Project Lead(s): Bunpote Siridechadilok
Issue
Dengue is a major threat to public health in most tropical and subtropical countries, with an estimated 100 million infections annually.
Despite intensive work, there is still no vaccine to provide protection against dengue infection, which is caused by one of four dengue virus serotypes.
The development of a dengue vaccine has unique challenges as the four dengue serotypes circulate globally, and infection with one dengue serotype confers life-long protection against re-infection with the same serotype but only short-term protection against the other three serotypes.
Moreover, dengue is unique in that sequential infections with different serotypes increase the risk of developing severe and potentially lethal disease.
A safe and effective dengue vaccine must be tetravalent and induce strong and long-lived protection against all four serotypes simultaneously, in order to avoid the risk of sensitizing the vaccine recipient to severe disease.
Conventional virus-construction techniques can produce only a small number of virus mutants at a time and, with a small mutant pool available for analysis, the chance of finding target vaccine candidates is low.
Solution
The project team hoped to combine a novel virus-construction tool with existing high-throughput assays to effectively search for new vaccine candidates for dengue.
The aim was to create a virus-mutant pool at least 100,000 times larger than the pool derived by traditional techniques.

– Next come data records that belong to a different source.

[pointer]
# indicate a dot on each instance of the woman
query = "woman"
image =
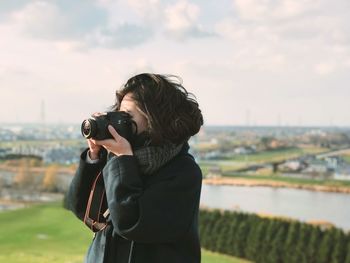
(152, 184)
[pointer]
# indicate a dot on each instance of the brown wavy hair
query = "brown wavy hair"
(173, 113)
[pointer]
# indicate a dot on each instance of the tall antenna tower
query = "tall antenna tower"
(42, 112)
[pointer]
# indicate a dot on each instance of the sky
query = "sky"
(248, 62)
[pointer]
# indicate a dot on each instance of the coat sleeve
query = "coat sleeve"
(80, 186)
(160, 212)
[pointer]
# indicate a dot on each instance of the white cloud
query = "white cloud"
(41, 19)
(324, 68)
(271, 9)
(182, 21)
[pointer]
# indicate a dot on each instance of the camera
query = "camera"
(96, 127)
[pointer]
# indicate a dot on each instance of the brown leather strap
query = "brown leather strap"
(96, 206)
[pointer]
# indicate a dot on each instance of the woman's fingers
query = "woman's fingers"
(114, 133)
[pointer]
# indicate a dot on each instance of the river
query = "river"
(294, 203)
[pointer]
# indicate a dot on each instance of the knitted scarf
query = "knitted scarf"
(151, 158)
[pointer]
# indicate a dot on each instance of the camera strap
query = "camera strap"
(97, 209)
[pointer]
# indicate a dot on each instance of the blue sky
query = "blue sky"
(257, 62)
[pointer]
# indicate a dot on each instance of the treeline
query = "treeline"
(269, 240)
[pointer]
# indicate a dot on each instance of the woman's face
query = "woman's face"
(128, 104)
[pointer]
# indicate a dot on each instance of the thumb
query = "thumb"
(114, 133)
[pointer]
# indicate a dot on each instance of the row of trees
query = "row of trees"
(271, 240)
(28, 180)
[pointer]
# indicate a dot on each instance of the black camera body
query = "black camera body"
(96, 127)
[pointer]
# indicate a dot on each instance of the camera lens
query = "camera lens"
(88, 128)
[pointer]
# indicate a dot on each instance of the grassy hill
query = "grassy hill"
(48, 233)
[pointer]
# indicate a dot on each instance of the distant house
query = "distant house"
(342, 172)
(214, 171)
(317, 166)
(292, 166)
(244, 150)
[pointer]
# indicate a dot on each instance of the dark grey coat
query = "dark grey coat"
(153, 218)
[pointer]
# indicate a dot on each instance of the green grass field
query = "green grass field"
(48, 233)
(297, 181)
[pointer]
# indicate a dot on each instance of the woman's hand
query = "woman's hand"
(118, 145)
(94, 149)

Specifically, the researchers wanted to derive dengue vaccine candidates through functional high-throughput screening of the dengue-virus (DENV) library for the mutants that are sensitized toward human STAT2 gene.

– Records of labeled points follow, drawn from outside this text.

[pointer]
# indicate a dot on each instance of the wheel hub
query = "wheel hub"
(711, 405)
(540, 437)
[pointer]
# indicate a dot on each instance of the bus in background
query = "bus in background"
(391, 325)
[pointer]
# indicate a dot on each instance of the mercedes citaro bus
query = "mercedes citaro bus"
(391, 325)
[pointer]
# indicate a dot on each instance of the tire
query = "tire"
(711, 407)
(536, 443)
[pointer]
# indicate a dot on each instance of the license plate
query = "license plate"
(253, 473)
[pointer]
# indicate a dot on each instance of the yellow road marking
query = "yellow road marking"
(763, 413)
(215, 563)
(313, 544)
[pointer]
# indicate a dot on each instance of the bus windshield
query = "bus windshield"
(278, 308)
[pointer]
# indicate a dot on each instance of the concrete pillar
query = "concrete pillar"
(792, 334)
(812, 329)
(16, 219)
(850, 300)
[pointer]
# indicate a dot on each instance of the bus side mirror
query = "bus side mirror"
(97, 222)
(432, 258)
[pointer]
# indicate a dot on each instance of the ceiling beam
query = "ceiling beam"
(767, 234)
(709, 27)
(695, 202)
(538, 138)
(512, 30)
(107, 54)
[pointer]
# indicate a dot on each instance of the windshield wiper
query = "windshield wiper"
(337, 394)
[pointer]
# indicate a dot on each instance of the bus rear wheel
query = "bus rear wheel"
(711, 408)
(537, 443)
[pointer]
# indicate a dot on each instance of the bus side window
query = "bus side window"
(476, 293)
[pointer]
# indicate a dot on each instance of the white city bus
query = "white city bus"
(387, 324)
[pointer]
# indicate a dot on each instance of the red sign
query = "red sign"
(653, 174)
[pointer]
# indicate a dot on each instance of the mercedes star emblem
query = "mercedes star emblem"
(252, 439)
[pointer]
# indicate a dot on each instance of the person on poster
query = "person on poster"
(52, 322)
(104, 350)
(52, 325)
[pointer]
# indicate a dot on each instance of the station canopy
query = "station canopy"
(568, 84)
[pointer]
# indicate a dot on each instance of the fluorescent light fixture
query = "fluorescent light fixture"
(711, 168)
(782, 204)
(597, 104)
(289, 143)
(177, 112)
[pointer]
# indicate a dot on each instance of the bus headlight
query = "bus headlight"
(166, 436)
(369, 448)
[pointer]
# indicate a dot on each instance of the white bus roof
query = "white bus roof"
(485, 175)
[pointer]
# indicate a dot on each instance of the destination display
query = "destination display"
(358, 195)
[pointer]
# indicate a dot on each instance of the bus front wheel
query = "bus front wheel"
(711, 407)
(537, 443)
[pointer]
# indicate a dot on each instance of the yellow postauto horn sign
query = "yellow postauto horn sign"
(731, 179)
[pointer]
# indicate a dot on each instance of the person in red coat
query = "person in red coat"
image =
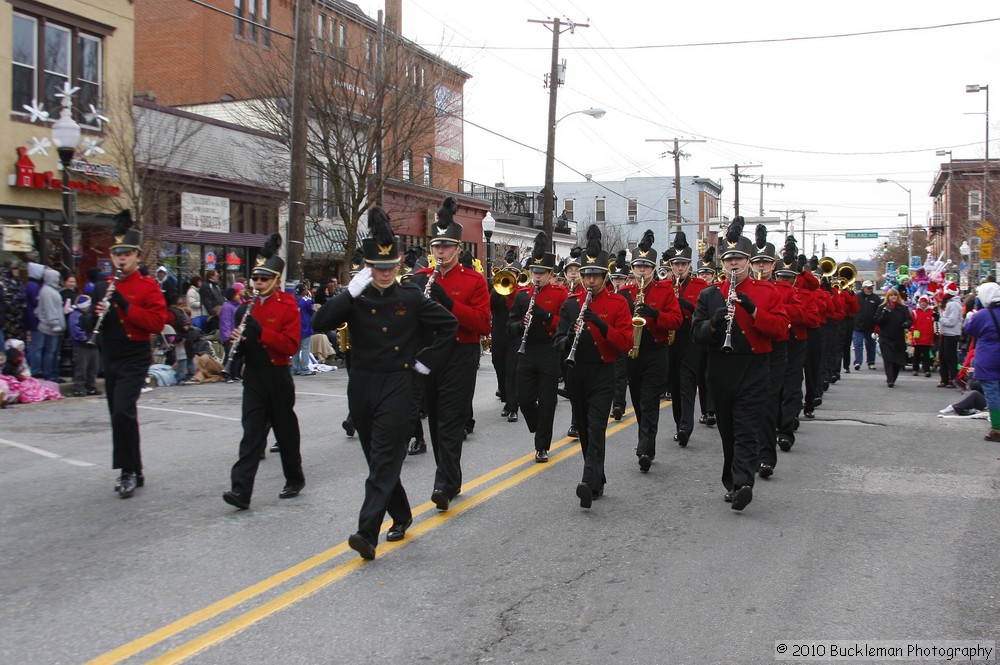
(134, 311)
(268, 337)
(923, 335)
(595, 327)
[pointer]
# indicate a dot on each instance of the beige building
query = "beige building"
(89, 45)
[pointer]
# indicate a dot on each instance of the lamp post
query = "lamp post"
(550, 159)
(489, 225)
(909, 233)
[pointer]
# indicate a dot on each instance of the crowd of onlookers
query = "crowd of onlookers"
(44, 335)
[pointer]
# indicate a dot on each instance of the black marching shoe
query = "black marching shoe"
(398, 530)
(360, 544)
(130, 480)
(291, 489)
(236, 500)
(742, 497)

Human STAT2 is a master transcription regulator that propagates antiviral interferon response and is antagonized by natural DENV. Thus, such mutants could serve as attenuated DENV strains that could be further developed into vaccines.
Outcome
The project failed in obtaining DENV mutants that were sensitized specifically toward the over-expression of STAT2 (and not of other anti- dengue genes).
Several technical difficulties were encountered in setting up all the components used in the screening system, and in dealing with cost and resourcing issues.
The project team was able to set up the reporter virus and the stable cell that over-expresses STAT2. The cell and the reporter system were able to replicate the suppression of dengue virus upon over-expression of STAT2. During this project, the team was also able to reduce the cost of DNA assembly to support large-scale DNA assembly.
The team believes there are areas of future research to be explored, including:
· Characterization of the isolated mutants to test their suitability as vaccine candidates for trial.
· Analysis of identified mutations and testing the identified mutations in other serotypes.
· The application of the technique to isolate DENV variants that are attenuated against other antiviral genes identified in previous studies.
· The application of the technique to derive DENV that is resistant to mouse interferon system.